I let my attention drift over to my mama, who was wearing her own heartbreak. “You know that it’s not your fault. I’m a grown woman.”
“But you’ll always be my baby,” she told me, her brow twisting, trying to get me to see.
I got it.
I got it so much.
“The only thing that matters is he can’t hurt anyone anymore,” I whispered.
“Is it? Is it the only thing that matters?” she asked, angling her head to the side in a bid to take in my response, to watch for my truth, because we both knew this was so much more than the trauma from Cory.
I sucked a heaving breath into my aching lungs. It trembled back out in an undulating wave of misery. “I couldn’t sing, Mama. I couldn’t write. All the songs that had burned inside of me dried up.”
Gathering my fingertips to a pinpoint, I pressed them to the vacant spot in the middle of my chest. “It’d been that way since I was assaulted . . . a part of me that got locked up. Lost.”
I let my gaze drift out over the property, to the branches of the trees that rustled in the hot summer breeze.
A tremor ripped across my chest. “And then he found me, Mama . . . this man who I knew so much better than to fall for found me, and for the first time in my life, I felt like I truly belonged. Like someone got me for me. Like a part of me that hadn’t been there before had come alive. But I was wrong. So wrong. The only thing he did was leave me wandering. Adrift. Falling.”
I struggled for air. “Now, I’m lost. So lost, and I don’t know if I’m ever goin’ to find my way back.”
She reached over and threaded her fingers in mine.
Silent support.
Quiet encouragement.
Rocked with a spear of pain, I dropped my head, squeezed my eyes about as tightly as I squeezed her hand. “I’m pregnant, Mama.”
She squeezed back. “I know, sweet girl. I know.”
I lifted my gaze to hers. She sent me a secret, sorrowful smile. “You think I haven’t noticed you running to the bathroom every morning the last week?”
My lips trembled in something between a smile and devastation. “You know when you wish for something so badly, with all of your might for so many years, and then it’s given to you but it looks so much different than you ever imagined? You’ve got to wonder if you’re being taunted. Given a curse.”
A frown tipped her mouth down at the side. “Is that what you really think?”

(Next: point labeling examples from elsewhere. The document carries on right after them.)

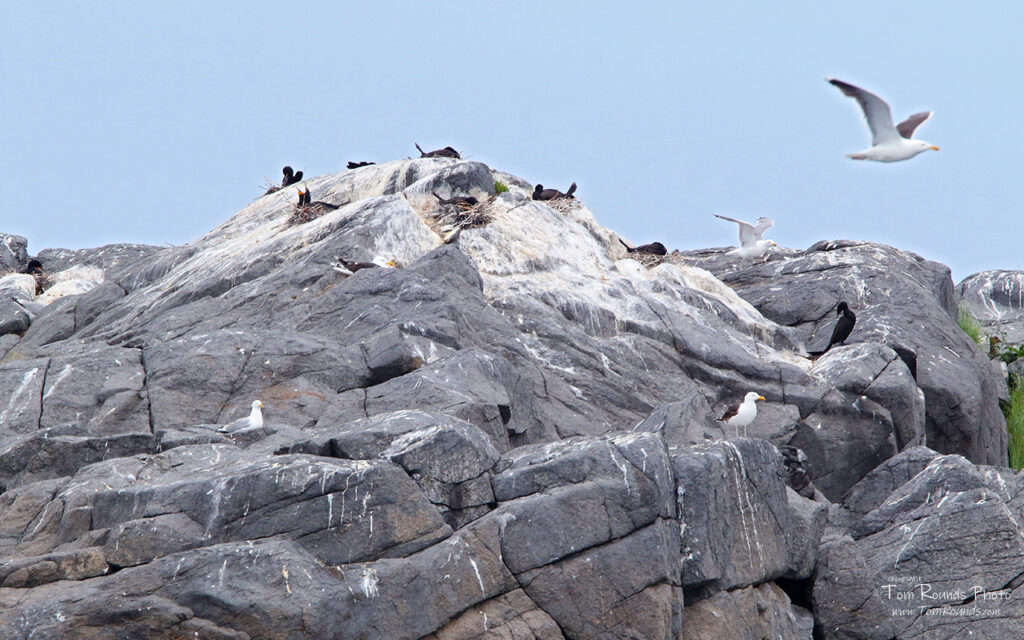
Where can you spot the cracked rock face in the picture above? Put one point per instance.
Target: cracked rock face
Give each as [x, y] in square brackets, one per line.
[944, 544]
[510, 435]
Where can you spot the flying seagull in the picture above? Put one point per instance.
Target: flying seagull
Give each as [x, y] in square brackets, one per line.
[889, 143]
[743, 414]
[843, 327]
[255, 419]
[751, 243]
[552, 194]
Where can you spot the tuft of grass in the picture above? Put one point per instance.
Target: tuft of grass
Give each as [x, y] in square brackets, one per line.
[970, 325]
[1014, 412]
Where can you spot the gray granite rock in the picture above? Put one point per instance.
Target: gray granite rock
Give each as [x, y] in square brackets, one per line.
[13, 252]
[512, 435]
[995, 299]
[902, 301]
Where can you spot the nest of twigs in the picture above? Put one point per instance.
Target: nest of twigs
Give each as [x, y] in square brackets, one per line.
[649, 260]
[446, 219]
[43, 282]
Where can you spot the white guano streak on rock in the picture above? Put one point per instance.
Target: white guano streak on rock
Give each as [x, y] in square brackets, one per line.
[64, 374]
[26, 380]
[742, 495]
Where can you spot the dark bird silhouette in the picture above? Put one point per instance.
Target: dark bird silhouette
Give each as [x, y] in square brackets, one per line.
[552, 194]
[448, 152]
[795, 471]
[843, 327]
[290, 177]
[459, 201]
[351, 266]
[656, 249]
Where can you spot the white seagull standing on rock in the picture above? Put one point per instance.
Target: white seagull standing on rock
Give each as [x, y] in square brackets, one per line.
[743, 414]
[253, 420]
[751, 243]
[889, 142]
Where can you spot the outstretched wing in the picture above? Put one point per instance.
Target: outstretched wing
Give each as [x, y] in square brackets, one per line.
[877, 112]
[747, 233]
[908, 126]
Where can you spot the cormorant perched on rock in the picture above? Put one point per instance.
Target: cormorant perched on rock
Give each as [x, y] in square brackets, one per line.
[742, 415]
[448, 152]
[843, 327]
[552, 194]
[459, 201]
[350, 266]
[655, 249]
[290, 177]
[795, 470]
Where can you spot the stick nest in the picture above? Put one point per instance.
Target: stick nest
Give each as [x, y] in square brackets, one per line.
[563, 205]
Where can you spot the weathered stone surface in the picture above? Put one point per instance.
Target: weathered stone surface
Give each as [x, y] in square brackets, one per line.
[995, 299]
[13, 252]
[140, 541]
[509, 616]
[78, 564]
[736, 515]
[751, 613]
[513, 435]
[623, 589]
[56, 453]
[944, 545]
[902, 301]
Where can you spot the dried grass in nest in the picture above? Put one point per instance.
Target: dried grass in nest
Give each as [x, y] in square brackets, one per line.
[446, 218]
[649, 260]
[563, 205]
[306, 213]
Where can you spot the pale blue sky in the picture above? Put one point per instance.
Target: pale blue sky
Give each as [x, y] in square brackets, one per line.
[155, 122]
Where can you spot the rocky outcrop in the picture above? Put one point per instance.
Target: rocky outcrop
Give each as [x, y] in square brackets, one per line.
[903, 302]
[925, 544]
[509, 433]
[996, 299]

A bluster of wind blew through, whipping my hair into disorder and rushing across my heated flesh. That cavern in the middle of me throbbed, suffering intense. But I welcomed it. Let myself feel. Maybe fully for the first time in weeks.
I shifted my gaze to my mother. This woman who had stood by me in every season of my life. Through tiny hurdles and the biggest obstacles.
Huge victories and the smallest wins.
“No, I don’t. Maybe I’m not sure how to hold this blessing. Not when it scares me so much.”
A soft smile pulled to her lips, and she reached out and tucked a wayward lock of my hair behind my ear. “The things that are the most important are what scare us the most.”
“No wonder I’d been terrified of Royce the first time I saw him,” I said.
“He sure looked plenty scared of you, too.”
My head shook. “No, Mama. I was a means to an end. Insurance.”
“Are you sure about that?”
My spirit screamed, thrashing and toiling, my mind etched with his expression from that night. “He admitted it himself.”
“Love makes us do drastic things, Emily.” She stood, dusted off the back of her shorts, and stretched out a hand to help me to standing. “Makes me wonder about the lengths he would go to for you.”